Political humour played an important role in the underground popular culture of the Soviet Union. The following examples of such humour have been collected by students attending the course:


  • Submitted by Natasha Ludlam

    An anecdote told during the Brezhnev era:

    Stalin, Khrushchev and Brezhnev were all travelling together in a railway carriage, when unexpectedly the train stopped. Stalin put his head out of the window and shouted, "Shoot the driver!" But the train didn't start moving. Khrushchev then shouted, "Rehabilitate the driver!" But it still didn't move. Brezhnev then said, "Comrades, Comrades, let's draw the curtains, turn on the gramophone and let's pretend we're moving!"

    After Gorbachev came to power another line was added, in which he suggests:

    "Comrades, let's get out and push."
    [Source: M. McAuley, Soviet Politics, 1917-1991 (1992), pp. 87-8.]

     

  • Submitted by Nestor Cerda

    It is the October anniversary march. Old-age pensioner Rabinovich comes out with a placard saying: "We thank Comrade Stalin for our happy childhood." A Chekist and a Party organizer rush up to him and say, "Have you gone mad? What childhood, old man? When you were a kid, Comrade Stalin wasn't even born!". To which Rabinovich replied: "That's exactly what I want to thank him for".

    [Source: D. Volkogonov, The Rise and Fall of the Soviet Empire (1998).]


  • Submitted by Jane Robertson

    A joke current in the USSR during the late 1930s - reprinted in an article on Soviet anecdotal humour in 1957:

    A flock of sheep were stopped by frontier guards at the Russo-Finnish border. "Why do you wish to leave Russia?" the guards asked them. "It's the NKVD", replied the terrified sheep. "Beria's ordered them to arrest all elephants." "But you aren't elephants!" the guards pointed out. "Try telling that to the NKVD!"
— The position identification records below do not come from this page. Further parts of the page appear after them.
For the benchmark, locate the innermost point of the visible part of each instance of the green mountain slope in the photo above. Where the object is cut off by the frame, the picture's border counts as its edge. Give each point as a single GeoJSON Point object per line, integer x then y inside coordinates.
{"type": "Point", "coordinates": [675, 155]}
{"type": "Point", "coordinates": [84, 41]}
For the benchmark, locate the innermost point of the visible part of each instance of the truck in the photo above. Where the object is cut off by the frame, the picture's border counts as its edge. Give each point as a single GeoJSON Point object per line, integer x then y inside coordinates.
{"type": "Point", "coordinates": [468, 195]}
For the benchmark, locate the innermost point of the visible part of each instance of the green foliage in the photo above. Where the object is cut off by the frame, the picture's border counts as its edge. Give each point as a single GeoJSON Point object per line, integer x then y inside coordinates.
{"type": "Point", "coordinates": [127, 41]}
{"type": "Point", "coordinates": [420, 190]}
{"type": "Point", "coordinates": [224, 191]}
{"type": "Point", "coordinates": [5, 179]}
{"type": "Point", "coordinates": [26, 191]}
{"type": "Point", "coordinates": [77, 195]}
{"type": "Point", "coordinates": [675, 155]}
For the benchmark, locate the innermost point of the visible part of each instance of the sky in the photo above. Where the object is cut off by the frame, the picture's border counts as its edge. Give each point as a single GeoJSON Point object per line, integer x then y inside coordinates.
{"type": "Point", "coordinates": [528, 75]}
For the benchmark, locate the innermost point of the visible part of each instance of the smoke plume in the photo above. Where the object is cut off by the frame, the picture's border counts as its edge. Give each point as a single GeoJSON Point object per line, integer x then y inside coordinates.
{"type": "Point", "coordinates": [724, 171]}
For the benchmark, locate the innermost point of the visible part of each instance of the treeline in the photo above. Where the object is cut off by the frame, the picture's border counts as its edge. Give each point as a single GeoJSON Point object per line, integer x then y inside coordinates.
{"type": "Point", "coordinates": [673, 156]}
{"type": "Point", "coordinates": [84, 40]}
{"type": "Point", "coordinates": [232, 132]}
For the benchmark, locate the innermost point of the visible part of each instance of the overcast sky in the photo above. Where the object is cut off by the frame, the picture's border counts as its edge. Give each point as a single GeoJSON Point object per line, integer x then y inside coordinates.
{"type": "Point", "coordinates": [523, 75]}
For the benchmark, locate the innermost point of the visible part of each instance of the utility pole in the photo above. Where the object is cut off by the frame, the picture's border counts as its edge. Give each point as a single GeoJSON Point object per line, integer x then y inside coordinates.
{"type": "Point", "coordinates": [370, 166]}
    [Source: D Thomas & M McAndrew, Russia, Soviet Union, 1917-1945: From Tsar to Stalin (1995).]


  • Submitted by George Sprague

    A delegation from his native Georgia leaves Stalin's office after a long meeting. Stalin realizes that he cannot find his pipe and calls Dzerzhinsky to find out if anyone from the delegation took his pipe. After 30 minutes Stalin finds the pipe under the table and calls Dzerzhinsky to let the delegation go. Dzerzhinsky answers Stalin's call: "I am sorry Comrade, but one half of the delegation already admitted that they took your pipe, and the other half died during questioning."

    [Source: By word of mouth.]


  • Submitted by Caroline Thorpe

    A Soviet judge walks out of the courtroom, barely managing to suppress his wild laughter. A colleague asks, "What is it you are laughing about? "Well, I just heard a great joke," the judge says. "A joke? Tell me!" "Are you crazy? I just sentenced a man to five years for that joke!"

    [Source: ?]


    A Russian and an American die and they both go to hell. Satan asks them, "Which hell do you prefer, the Russian or American?" "What's the difference?" the Russian asks. "In the American hell, you will be forced to eat one bucket of waste every day; in the Russian, two," Satan explains. The American decides to go to the American hell. The Russian, being a patriot, chooses the Russian hell. One year later the two men run into one another. "How's life?" the Russian asks. "Can't complain," the American answers. "I eat one bucket of waste every morning, and then I'm free for the rest of the day. What about you?" "I coudn't be better!" the Russian explains. "Just like back on earth! They're either late with waste deliveries, or they're having bucket shortages."
    [Source: ?]


  • Submitted by Kelly Summers

    What was the nationality of Adam and Eve?

    Russian, of course. Why else would they think they're in paradise when they were homeless, naked and had just one apple between the two of them?

    [Source: Little Russia in US, Political Anecdotes]


    A speaker tells his listeners, "The communist ideal is already on the horizon."

    The audience silently wonders, "What IS a horizon?"

    Answer: An imaginary line where the sky comes together with the earth; it moves off into the distance when you try to get closer.

    [Source: Little Russia in US, Political Anecdotes]


  • Submitted by Allan Cairns

    At a UN meeting in 1985, an American diplomat, surprised by the change from the old and ill Brezhnev, Andropov and Chernenko to the young and healthy Gorbachev, asks his Russian counterpart: "So what support does Gorbachev have in the Kremlin?" The Russian replies, "None, he walks unaided."

    [Source: ?]


  • more to come ...


A star prize of a bottle of Czech beer will be awarded to the student who, in the view of the class as a whole, contributes the best example of Soviet political humour.